Fuel Solenoid Driver Circuit Operation
The fuel solenoid driver receives an inject-command signal from the PCM on CKT 984 (figure 5-29). The driver provides current-regulated output to the fuel solenoid that controls fuel pump metering injection. The driver also returns an injection pulse-width modulated (PWM) signal back to the PCM on CKT 985. This signal tells the PCM when the fuel solenoid plunger seats. The PCM uses a calibrated injection pump-mounted resistor to determine fuel rates. The resistor value of the pump is stored in PCM memory. If PCM memory has been disturbed or the PCM has been replaced, the PCM will relearn the resistor value on the next ignition cycle and store this value.
DTC 35 — “Injection Pulse Width Error (Response Time Short)”
DTC 35 sets when battery voltage is greater than 10 volts, coolant temperature is at or above 20°C (68°F), and response time of the fuel injection solenoid is less than 1.2 milliseconds as indicated by the voltage signal on CKT 985.
DTC 36 — “Injection Pulse Width Error (Response Time Long)”
DTC 36 sets when battery voltage is greater than 10 volts, coolant temperature is at or above 20°C (68°F), and response time of the fuel injection solenoid is greater than 2.5 milliseconds as indicated by the voltage signal on CKT 985.
DTC 56 — “Injection Pump Calibration Resistor Error”

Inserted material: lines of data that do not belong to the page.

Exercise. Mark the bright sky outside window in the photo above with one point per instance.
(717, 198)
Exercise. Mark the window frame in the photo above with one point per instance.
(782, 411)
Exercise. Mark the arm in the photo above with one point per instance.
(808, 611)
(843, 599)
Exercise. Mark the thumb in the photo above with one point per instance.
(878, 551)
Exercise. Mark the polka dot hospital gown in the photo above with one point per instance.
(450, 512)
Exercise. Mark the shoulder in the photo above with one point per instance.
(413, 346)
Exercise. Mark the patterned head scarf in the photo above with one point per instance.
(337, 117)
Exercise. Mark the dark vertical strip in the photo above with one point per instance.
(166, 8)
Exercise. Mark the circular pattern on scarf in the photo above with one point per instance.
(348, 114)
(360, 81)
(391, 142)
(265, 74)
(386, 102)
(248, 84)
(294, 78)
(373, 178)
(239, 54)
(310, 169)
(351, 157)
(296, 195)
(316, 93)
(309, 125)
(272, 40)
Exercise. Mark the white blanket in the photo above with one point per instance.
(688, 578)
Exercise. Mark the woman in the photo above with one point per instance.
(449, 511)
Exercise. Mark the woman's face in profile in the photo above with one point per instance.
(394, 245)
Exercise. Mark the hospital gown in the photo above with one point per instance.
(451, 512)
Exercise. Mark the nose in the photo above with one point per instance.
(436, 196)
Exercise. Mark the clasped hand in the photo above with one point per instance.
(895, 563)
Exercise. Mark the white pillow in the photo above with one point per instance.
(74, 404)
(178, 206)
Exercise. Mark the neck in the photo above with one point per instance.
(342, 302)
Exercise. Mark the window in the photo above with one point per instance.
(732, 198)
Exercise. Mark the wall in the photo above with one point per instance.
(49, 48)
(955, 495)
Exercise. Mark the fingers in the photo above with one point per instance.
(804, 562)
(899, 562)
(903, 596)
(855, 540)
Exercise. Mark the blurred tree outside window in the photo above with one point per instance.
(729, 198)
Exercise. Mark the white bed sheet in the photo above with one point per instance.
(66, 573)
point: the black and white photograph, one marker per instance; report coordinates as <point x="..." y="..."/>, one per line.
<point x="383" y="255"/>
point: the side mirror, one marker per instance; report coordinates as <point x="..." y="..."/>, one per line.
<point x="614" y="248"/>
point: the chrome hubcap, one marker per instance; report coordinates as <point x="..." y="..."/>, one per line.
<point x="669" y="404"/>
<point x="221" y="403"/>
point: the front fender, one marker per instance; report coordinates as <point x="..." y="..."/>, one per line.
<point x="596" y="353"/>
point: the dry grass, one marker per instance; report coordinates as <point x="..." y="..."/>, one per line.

DTC 56 sets when the injection pump resistor value is not present. This could be caused by the PCM having lost its memory or the PCM being unable to read a resistor value on CKT 985 on the next ignition cycle. When DTC 56 is set, a current and history DTC will store and the “Service Engine Soon” malfunction indicator lamp will illuminate. The PCM will default to the lowest fuel table, and possible poor engine performance will be noticed.The current DTC 56 will clear on the next ignition cycle. However, the history DTC 56 will remain in the PCM.